J'étais incapable de parler, les larmes me brouillaient les yeux …
… Ce qui nous rassurait, c'est que les gradés étaient à la même enseigne que nous. Effectivement, le 30 juin au soir, un camion du régiment vint nous chercher … Le soupir de soulagement qui souleva nos poitrine reste toujours dans ma mémoire.
Dans la nuit, le drapeau du FLN remplaça le tricolore. L'épuration commença aussitôt. Tel sergent assomma un autre sergent farouchement francophile, lui. Depuis dix ans, ils mangeaient au mess l'un en face de l'autre. Notre lieutenant colonel, responsable de l'intendance du régiment, voulut récupérer le matériel : camion, jeep, radio, chambre froide, etc. On lui barra l'entrée, baïonnette sur l'estomac …
Historia Magazine, dans son numéro 369 ( 1973 ) produit un article de Léo Palacio sur "Le long calvaire des Pieds-noirs" :
Magazine, qui a par ailleurs publié un grand nombre de numéros sur la guerre d'Algérie
Il semble bien que totale ait été la carence à Oran de la Force Locale, dont la mission prioritaire était d'assurer le maintien de l'ordre, en voici un exemple très significatif :
"… Dans la nuit du 4 juillet 1962, vers 3 heures du matin, notre compagnie a été investie par un détachement de l'ALN arrivant du Maroc. Nous avons été désarmés manu militari et, sans explications aucune mais avec des regards menaçants, emmenés les mains en l'air dans une banlieue lointaine du quartier arabe. Nous nous sommes arrêtés vers 5 heures du matin dans un endroit désert. Le capitaine et moi-même avons été séparés de nos hommes et tout laissait présager que nos allions être exécutés car les conciliabules entre les chefs de l'ALN de notre groupe semblaient ne faire aucun doute sur leur issue. Nous avons été sauvés par l'intervention in extremis des chefs locaux du FLN que nous connaissions bien pour avoir été en contact quotidien avec eux ... " ( Témoignage de G. M. officier français muté dans la Force Locale à Oran )

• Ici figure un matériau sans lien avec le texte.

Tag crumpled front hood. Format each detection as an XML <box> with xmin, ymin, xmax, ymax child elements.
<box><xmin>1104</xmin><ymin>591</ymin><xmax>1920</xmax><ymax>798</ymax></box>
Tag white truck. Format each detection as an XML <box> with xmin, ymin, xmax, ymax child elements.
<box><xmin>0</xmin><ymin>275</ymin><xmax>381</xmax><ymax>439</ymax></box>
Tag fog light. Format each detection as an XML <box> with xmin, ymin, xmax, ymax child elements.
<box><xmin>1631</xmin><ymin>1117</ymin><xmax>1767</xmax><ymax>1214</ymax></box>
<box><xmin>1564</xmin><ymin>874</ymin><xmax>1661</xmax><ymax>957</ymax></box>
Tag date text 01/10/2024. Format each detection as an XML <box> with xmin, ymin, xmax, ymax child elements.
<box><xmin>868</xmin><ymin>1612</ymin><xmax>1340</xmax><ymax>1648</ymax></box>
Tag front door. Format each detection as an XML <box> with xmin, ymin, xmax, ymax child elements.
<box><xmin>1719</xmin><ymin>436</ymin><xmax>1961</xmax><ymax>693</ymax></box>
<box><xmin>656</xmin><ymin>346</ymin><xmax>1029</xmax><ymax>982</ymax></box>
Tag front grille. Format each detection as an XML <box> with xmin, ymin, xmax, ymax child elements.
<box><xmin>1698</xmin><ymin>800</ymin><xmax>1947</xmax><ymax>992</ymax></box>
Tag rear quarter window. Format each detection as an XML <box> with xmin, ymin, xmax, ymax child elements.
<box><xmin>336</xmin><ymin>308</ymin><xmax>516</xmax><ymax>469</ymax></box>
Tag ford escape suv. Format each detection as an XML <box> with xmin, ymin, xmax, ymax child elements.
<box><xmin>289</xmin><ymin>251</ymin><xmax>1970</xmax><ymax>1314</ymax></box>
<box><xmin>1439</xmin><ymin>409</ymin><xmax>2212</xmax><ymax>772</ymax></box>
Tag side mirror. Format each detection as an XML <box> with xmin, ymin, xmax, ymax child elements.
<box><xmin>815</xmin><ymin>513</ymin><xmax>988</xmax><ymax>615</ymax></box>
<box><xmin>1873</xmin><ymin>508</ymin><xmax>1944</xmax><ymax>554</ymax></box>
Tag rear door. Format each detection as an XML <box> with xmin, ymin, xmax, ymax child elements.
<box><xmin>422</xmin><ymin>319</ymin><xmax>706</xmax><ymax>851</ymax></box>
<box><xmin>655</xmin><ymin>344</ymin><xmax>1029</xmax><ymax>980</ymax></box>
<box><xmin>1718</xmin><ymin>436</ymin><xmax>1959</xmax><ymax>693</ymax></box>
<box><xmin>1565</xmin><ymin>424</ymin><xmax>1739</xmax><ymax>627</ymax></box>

Transcription d'un jugement déclaratif de décès : … Le Procureur de la République près le Tribunal a l'honneur d'exposer que Albert M., né le 20-01-1941 à Aigurande … a disparu le 02-07-1962, alors que, militaire au 3/6e R.I., devenu 470 ème unité des forces de l'ordre, il effectuait son service à Reibell (Algérie). Qu'il résulte des rapports en date des 21-09-1962 du Chef de bataillon M. et du Lieutenant F. que le 1 ère classe M. a été tué au cours d'un accrochage avec ces éléments de la wilaya 4 venus pour désarmer la section de la 470 UFO.

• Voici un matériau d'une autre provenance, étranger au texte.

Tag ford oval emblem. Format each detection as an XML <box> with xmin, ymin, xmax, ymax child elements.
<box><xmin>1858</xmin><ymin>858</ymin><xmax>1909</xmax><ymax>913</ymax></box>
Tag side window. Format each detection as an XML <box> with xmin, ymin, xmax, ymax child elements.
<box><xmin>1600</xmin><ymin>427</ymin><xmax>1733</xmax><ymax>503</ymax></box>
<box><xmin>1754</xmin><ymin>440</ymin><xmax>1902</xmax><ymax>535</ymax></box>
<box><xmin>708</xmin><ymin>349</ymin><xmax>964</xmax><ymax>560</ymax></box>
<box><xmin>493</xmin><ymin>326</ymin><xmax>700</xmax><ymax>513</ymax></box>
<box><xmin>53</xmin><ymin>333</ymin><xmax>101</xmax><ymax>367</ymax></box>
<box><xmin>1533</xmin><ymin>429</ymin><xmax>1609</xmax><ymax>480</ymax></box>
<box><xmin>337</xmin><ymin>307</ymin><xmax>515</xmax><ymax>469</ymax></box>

Certes, trois ou quatre hirondelles, montées en épingle, ne font pas le "printemps algérien", mais les "événements" ont alors suivi une pente glissante qui n'était pas vraiment la bonne.

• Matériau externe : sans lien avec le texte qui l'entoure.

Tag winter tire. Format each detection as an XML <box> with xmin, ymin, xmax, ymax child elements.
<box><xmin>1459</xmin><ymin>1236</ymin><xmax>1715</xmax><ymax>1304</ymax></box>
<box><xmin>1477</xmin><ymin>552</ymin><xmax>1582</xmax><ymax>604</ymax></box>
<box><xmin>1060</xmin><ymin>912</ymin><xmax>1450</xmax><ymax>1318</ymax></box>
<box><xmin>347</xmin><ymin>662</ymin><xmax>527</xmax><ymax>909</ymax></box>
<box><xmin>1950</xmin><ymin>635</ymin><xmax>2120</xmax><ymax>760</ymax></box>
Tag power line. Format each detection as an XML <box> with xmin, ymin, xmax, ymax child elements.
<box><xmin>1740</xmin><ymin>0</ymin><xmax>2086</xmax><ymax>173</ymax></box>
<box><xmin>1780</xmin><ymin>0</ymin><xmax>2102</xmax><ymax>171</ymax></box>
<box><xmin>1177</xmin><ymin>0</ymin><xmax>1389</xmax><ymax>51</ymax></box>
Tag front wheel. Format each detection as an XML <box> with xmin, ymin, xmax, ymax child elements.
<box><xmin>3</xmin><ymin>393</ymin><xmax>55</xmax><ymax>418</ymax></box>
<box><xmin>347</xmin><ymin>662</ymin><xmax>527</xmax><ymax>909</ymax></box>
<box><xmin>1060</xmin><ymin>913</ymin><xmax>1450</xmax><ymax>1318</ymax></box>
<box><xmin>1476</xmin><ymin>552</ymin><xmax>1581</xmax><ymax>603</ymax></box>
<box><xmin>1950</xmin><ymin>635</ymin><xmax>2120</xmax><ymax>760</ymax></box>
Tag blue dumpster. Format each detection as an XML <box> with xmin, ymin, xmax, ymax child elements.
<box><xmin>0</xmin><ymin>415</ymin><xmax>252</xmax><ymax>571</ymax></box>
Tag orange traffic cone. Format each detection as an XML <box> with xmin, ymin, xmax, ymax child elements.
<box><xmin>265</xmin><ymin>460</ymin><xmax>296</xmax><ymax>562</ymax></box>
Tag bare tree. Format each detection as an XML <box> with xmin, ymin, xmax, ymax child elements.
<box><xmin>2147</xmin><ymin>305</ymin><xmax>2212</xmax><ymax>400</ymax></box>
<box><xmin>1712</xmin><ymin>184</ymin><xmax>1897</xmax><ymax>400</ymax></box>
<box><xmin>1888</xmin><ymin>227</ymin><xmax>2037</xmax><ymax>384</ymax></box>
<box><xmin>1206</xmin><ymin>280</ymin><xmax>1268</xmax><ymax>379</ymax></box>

En conclusion, on peut estimer que la "Force Locale" a livré la dernière et la plus grande bataille de la guerre d'Algérie. Une bataille perdue ( par la France ) sans combat et sans ennemi. Pourquoi ? Les chiffres des pertes matérielles sont éloquents : 25 300 armes de guerre dont 440 armes collectives, 590 véhicules et 995 postes radio volatilisés … sans compter les morts et disparus, "morts pour la France" dixit le sous-directeur des bureaux des cabinets du Cabinet du Ministre de la Défense le 14 juin 2012, mais ne seraient-ils pas plutôt "morts pour le roi de Prusse" ?
Le 10 juillet 1962, le Général de Gaulle prenait enfin acte de son erreur : " Étant donné l'anéantissement de la Force Locale par désertion, il paraît nécessaire de reprendre les cadres français que nous y avons encore " écrit-il à Pierre Messer, Ministre de la Défense. Qui dit mieux ???